Bir ara "hadi oyun oynayalım" deyip oturduğu yerden kalktı ve dolabın yanındaki poşeti getirdi. Poşetin içinden çıkardığı şey çekmeli futbol oyuncağıydı. 11e 11 karışık biçimde dizilmiş oyuncular, oyuncuların dipleri ise çukurdu. Top niyetine de misket vardı poşetin içinde. O bir takım seçti ben bir takım. Çekişmeli bir maç yaşanıyordu adeta aramızda. Yeni yeni küfür öğrendiğimiz zamanlardı o zamanlar. Küfür etme şimdiye oranla çok ayıptı. Fakat biz dayanamayıp ediyorduk. Maçta beraberlik olmuştu. Atan kazanacaktı ve top bendeydi. Kalenin çok yakınındaki oyuncudaydı topum. Avantaj bendeydi, alacaktım maçı. Sert şut çekmek için gerdim futbolcuyu. O kadar çok gerdimki futbolcunun plasik kafası elimde kalmıştı. Utancımdan ağzımı açamadım, şutta gol olmamıştı zaten. Bir süre birbirimize baktık. Ben gerizekalı gibi kafayı futbolcuya yapıştırmaya çalışıyordum fakat olmuyordu. Hakan oyuncağı alıp direk ayağı kalktı ve annesine koştu. "Anne, kafası koptu" dedi. O kadar çok utandım ki. Annesi olgunlukla karşıladı "yapıştırırız oğlum birşey olmaz" deyip annemle sohbetlerine devam ettiler. Fakat ben çok utanmıştım, hiç bir zaman unutamadım bu olayı.

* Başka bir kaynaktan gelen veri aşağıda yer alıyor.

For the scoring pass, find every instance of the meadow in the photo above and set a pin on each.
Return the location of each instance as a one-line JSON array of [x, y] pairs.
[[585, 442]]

Aradan bir kaç zaman geçti. Zaman zaman Hakan beni ipledi, zaman zaman sallamadı bile. Bir gün zillerine bastım. Hakan cama çıktı. 3 katta oturuyorlardı. "Aşşağı gelsene" dedim. "Gelemem taşınıyoruz, evi topluyoruz" dedi. "Hadi ya" diyebildim. Birden Hakan marş söylemeye başladı.

"Marş söylerken, yumruk göklerde, yensen yenilsen kalbim hep senle!!" diye bağırıyor, bana "taşınıyoruz ama, hep arkadaşız" mesajı vermeye çalışıyordu. Fakat ne dediğini anlamadım, Hakan tekrar söyledi marşı. Evet, gene anlamadım. Üçüncüyüde anlamayınca "ebenin amı, mına koyim" deyip içeri girdi. Söylediği marşı çok sonra anladım ama iş işten geçmiş, Hakan taşınmıştı bile.

Yıllar sonra, mahalleyi ziyarete gelmişti. Sokakta karşılaştık. Bana gülerek yaklaşıyordu, tanıyamadım. "Nasılsın?" dedi. "İyi, sen?" dedim.

-Tanıyamadın sanırım?
- Yok vallahi tanıyamadım.
- Ben, Hakan ya.
- Hee, tanıdım.

Bir süre muhabbet ettikten sonra bana gezme teklifinde bulundu. Olur dedim gezelim. Bir cafeye geçtik oturduk. Konuyu devamlı eskilerden açıyordu. Eskiden şöyleydik, eskiden böyleydik. Muhabbet beni baymış artık kalkmak istiyordum. Devamlı telefona bakıyordum. "İşin var herhalde" dedi. "Evet ya arkadaş çağırdı yardım edicem de" dedim. "Ama seninle işimiz var" dedi. "Ne işi?" diye şaşkınca sordum. "O kafanın hesabı sorulacak" dedi.